GlazyBench: A Benchmark for Ceramic Glaze Property Prediction and Image Generation
Ziyu Zhai, Siyou Li, Juexi Shao, Juntao Yu

TL;DR
GlazyBench is a large-scale dataset for AI-assisted ceramic glaze design, enabling property prediction and image generation to streamline the complex and costly process of developing new glazes.
Contribution
It introduces the first comprehensive dataset for ceramic glaze property prediction and image generation, supporting multiple AI tasks and establishing baseline benchmarks.
Findings
Promising results in property prediction using traditional ML and LLMs.

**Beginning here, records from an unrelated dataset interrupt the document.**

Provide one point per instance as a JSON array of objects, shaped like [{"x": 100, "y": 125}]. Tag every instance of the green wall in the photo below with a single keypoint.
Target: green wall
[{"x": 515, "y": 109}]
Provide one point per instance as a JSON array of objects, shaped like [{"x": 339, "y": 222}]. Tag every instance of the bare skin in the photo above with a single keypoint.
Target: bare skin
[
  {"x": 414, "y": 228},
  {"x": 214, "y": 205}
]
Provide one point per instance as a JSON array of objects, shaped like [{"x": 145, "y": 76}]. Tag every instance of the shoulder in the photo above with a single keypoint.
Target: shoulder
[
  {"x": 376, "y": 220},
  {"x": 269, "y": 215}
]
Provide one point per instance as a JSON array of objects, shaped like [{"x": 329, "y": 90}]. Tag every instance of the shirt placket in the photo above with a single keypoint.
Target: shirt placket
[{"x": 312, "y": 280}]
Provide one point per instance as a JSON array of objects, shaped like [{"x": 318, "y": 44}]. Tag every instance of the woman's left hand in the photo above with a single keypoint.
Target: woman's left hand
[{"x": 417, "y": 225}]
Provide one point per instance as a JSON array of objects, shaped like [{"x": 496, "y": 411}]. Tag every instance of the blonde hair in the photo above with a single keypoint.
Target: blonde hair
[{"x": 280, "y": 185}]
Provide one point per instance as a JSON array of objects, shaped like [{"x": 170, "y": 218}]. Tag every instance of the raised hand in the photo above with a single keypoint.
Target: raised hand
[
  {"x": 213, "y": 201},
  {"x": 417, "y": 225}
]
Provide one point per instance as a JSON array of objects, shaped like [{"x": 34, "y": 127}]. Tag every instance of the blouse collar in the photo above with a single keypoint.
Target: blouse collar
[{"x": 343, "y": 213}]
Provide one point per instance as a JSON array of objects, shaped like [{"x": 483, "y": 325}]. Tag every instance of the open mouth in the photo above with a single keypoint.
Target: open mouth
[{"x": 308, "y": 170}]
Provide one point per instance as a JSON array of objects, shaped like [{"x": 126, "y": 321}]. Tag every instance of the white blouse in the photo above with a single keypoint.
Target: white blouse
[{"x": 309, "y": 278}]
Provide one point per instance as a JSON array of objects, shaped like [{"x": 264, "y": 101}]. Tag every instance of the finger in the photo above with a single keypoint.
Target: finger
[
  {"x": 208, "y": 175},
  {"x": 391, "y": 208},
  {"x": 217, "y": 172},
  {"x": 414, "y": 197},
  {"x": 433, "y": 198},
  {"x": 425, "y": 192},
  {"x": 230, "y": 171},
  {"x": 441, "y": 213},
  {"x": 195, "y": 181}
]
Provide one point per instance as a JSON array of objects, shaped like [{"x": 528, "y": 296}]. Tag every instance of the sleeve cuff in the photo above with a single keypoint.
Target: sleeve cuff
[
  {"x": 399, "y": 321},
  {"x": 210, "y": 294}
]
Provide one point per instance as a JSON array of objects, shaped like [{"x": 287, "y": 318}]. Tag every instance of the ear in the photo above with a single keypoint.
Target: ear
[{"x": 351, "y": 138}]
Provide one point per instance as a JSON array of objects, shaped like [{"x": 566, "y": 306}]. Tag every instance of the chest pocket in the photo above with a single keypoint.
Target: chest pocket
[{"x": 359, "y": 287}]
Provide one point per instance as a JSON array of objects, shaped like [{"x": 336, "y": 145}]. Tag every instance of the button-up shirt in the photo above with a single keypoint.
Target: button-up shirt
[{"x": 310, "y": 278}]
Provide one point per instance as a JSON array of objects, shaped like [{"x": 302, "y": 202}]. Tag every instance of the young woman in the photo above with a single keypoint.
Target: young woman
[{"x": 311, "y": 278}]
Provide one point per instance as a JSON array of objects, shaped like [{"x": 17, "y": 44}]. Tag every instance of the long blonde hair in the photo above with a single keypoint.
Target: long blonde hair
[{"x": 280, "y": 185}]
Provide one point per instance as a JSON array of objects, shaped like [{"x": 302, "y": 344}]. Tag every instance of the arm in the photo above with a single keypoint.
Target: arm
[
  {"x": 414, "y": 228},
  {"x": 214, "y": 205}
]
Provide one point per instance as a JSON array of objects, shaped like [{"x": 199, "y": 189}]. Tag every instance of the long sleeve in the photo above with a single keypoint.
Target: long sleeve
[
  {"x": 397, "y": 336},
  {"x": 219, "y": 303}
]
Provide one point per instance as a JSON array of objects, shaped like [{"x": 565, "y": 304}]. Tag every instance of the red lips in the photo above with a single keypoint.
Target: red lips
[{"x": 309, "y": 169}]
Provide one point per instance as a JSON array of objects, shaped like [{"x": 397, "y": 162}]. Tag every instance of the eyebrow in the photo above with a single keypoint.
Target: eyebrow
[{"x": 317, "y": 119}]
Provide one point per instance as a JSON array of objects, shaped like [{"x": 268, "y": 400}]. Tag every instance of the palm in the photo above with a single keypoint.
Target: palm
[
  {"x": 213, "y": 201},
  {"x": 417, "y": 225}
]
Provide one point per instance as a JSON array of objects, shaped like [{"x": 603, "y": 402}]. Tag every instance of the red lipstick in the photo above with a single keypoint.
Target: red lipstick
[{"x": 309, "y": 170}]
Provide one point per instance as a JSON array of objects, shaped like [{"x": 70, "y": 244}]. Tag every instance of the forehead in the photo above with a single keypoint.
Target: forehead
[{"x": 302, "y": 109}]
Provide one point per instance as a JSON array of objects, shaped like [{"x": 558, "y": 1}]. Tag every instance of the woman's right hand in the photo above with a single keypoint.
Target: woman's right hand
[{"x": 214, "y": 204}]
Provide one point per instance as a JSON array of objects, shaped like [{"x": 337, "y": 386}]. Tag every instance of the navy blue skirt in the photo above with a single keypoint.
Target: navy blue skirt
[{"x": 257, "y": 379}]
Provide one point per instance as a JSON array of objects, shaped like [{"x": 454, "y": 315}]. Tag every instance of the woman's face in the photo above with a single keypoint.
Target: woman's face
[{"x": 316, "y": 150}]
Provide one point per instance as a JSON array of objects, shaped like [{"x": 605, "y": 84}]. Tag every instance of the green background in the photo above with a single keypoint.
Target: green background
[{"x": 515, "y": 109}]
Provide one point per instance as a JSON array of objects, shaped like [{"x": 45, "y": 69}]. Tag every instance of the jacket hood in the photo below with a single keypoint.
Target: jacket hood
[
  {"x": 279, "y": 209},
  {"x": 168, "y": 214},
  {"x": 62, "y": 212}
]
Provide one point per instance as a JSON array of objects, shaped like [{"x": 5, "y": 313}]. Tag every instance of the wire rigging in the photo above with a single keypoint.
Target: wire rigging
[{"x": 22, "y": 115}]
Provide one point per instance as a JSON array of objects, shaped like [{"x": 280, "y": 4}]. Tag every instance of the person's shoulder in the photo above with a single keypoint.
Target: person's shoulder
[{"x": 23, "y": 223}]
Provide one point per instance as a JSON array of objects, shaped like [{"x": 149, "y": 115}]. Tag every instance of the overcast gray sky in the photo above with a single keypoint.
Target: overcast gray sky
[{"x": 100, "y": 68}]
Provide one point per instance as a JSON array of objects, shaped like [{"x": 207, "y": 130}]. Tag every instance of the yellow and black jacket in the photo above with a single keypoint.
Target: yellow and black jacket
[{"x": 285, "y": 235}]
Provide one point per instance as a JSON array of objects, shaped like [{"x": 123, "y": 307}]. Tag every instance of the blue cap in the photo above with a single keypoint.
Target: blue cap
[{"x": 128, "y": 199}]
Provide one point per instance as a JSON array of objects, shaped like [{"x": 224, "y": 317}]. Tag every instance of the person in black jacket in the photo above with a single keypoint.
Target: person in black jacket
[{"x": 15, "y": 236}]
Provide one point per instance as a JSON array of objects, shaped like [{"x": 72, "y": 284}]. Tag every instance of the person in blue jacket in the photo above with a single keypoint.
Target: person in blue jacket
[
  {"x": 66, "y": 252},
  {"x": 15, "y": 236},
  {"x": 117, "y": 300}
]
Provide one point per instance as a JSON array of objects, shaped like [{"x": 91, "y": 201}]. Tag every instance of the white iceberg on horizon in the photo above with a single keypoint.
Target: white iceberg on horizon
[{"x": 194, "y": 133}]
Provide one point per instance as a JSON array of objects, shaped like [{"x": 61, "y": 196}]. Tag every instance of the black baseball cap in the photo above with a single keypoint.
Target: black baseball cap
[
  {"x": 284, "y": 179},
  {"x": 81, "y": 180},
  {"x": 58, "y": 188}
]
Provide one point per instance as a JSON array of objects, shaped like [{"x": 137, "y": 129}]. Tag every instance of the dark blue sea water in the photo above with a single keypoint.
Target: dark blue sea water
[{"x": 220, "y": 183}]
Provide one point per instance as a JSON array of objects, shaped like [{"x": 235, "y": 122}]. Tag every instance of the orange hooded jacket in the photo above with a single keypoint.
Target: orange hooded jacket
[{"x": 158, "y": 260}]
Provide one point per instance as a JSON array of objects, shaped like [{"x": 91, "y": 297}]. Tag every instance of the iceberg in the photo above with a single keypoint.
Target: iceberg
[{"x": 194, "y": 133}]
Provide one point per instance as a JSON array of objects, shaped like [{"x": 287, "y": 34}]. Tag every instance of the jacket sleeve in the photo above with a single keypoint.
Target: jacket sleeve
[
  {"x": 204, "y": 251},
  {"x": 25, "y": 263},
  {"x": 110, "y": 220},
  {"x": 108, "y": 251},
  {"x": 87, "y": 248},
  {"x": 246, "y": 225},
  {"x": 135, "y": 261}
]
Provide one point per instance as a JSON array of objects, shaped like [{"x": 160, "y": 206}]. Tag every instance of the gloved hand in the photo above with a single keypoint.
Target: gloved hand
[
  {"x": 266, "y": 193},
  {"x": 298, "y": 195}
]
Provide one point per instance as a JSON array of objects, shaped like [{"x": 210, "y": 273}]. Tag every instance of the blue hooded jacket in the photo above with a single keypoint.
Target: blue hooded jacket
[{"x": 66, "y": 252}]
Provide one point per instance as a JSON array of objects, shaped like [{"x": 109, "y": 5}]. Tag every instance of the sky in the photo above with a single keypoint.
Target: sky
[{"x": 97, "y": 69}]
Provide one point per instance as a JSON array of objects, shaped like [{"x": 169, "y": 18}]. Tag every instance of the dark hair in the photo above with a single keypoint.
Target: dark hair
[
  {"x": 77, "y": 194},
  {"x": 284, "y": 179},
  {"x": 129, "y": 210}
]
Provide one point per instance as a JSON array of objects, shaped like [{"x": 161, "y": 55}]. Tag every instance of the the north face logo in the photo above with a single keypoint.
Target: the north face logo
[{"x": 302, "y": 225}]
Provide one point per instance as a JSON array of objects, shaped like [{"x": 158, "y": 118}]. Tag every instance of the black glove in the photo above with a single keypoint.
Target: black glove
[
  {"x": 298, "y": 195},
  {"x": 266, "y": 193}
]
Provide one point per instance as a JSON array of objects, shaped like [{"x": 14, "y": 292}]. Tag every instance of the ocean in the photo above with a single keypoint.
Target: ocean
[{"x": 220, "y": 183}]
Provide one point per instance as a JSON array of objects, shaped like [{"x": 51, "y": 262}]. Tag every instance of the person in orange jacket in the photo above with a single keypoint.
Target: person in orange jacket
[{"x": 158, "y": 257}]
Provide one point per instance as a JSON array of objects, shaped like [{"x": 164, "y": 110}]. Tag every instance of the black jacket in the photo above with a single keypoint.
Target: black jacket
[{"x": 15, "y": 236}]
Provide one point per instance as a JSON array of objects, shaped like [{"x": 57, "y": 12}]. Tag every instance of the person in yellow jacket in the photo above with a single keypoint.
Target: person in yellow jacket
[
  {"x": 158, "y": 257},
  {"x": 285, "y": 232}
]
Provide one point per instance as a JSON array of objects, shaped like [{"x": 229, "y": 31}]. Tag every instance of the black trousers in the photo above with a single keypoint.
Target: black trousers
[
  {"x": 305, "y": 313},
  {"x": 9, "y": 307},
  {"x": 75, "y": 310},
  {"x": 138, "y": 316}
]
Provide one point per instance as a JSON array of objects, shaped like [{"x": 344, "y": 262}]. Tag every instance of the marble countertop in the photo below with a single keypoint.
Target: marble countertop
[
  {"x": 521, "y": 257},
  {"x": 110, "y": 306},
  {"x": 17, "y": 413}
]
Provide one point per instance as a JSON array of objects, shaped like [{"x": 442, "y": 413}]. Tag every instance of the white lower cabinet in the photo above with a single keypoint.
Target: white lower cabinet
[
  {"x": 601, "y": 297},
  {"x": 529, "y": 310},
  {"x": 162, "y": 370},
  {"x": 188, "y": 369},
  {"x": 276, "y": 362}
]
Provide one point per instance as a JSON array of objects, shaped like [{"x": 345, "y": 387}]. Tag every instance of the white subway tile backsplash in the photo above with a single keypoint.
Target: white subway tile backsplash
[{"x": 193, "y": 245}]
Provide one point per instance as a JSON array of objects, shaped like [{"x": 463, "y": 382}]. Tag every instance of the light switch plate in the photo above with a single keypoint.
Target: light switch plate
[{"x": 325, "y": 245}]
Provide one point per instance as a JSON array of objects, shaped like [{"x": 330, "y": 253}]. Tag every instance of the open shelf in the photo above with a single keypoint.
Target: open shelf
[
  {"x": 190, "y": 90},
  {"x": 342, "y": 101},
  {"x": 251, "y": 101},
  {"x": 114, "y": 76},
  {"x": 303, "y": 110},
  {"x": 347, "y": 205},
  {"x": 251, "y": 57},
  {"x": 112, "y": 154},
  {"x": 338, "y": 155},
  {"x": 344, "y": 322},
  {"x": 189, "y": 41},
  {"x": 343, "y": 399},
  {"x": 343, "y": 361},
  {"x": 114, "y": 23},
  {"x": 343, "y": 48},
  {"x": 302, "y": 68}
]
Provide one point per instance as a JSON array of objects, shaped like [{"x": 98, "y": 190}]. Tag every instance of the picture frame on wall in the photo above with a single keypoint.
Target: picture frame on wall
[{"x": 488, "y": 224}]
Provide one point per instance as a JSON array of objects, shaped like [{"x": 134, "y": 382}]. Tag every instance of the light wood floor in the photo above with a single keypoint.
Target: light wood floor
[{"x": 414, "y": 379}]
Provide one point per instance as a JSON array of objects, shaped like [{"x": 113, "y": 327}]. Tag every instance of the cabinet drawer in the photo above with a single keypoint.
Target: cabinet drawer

Effective image generation benchmarks with deep generative and multimodal models.
Demonstrates the potential and challenges of AI in ceramic glaze design.
Abstract
Developing ceramic glazes is a costly, time-consuming process of trial and error due to complex chemistry, placing a significant burden on independent artists. While recent advances in multimodal AI offer a modern solution, the field lacks the large-scale datasets required to train these models. We propose GlazyBench, the first dataset for AI-assisted glaze design. Comprising 23,148 real glaze formulations, GlazyBench supports two primary tasks: predicting post-firing surface properties, such as color and transparency, from raw materials, and generating accurate visual representations of the glaze based on these properties. We establish comprehensive baselines for property prediction using traditional machine learning and large language models, alongside image generation benchmarks using deep generative and large multimodal models. Our experiments demonstrate promising yet challenging…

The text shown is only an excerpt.